# Where can I buy a camera-tripod mounting piece ASAP?



## Lanimilbus (Sep 24, 2005)

I've lost the piece that screws into the bottom of my camera and then clicks into the top of my tripod, and thus am not able to use it; this is a fairly big problem, as I need to use the camera/tripod this upcoming week.  I've contacted the company that sells the tripod several times, to ask if they will sell me a replacement piece, but they have never responded, and there's no way to reach them by phone.  So, my question is, does anyone know of a place where I can buy a mounting platform that will screw into the bottom of my camera, and then snap into the top of my tripod?  The official name given to this piece on the company's site is the "Quick Release Camera Mounting Platform" and the piece is what the number 11 is pointing to in this photo: http://www.osnusa.com/images/panhead_opins.jpg
The tripod I have is this one:
http://www.osnusa.com/images/os500_lg.jpg

I could buy another tripod for $60 just to get that tiny piece, but there's got to be an easier way...so again, if anyone knows of a website or a store that sells a piece that would work, please let me know.  Thanks in advance,

-Alec


----------



## DocFrankenstein (Sep 25, 2005)

You're in trouble, because they may not even sell you that piece.

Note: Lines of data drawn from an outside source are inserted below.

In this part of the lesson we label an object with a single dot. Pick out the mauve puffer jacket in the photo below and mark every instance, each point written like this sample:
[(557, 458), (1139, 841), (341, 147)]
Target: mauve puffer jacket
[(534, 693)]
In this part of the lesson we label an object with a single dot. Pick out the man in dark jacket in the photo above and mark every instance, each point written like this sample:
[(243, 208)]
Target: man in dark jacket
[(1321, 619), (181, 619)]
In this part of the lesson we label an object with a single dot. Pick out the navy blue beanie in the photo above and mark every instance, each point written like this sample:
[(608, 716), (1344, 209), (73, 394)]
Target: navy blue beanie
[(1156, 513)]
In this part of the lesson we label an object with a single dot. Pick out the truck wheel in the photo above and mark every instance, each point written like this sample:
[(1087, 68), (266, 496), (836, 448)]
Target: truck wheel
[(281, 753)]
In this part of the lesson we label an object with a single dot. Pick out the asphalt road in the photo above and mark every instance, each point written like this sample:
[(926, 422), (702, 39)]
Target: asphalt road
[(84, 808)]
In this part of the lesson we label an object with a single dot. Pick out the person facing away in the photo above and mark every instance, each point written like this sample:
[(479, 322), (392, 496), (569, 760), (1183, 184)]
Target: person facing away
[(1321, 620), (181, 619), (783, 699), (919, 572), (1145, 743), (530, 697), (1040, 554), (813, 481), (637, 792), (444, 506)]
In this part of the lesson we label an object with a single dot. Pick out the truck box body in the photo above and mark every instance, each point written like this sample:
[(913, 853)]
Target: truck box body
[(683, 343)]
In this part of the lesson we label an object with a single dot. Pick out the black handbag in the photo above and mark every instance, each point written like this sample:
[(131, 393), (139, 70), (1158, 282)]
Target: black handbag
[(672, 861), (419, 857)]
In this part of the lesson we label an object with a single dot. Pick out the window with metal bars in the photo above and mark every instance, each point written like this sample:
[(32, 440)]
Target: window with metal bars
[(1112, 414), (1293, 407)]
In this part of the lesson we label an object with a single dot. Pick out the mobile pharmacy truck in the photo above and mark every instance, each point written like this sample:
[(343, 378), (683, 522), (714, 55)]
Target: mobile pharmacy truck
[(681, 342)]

It's a consumer tripod, it's cheap and designed to break fast. Most of the consumers only have one camera and thus need one quick release plate. 

So do yourself a favour and buy yourself a gitzo or manfrotto tripod with one of their quick release systems. Their plates are available in any decent camera store and the tripods don't break.

Or better yet get an arca swiss quick release system.

Good luck


----------



## cbay (Sep 25, 2005)

Yes its true and stupid, the cheap makes don't sell spare release plates not even as a replacement. So your better off buying a decent, may cost slightly more but it will last you for ages!


----------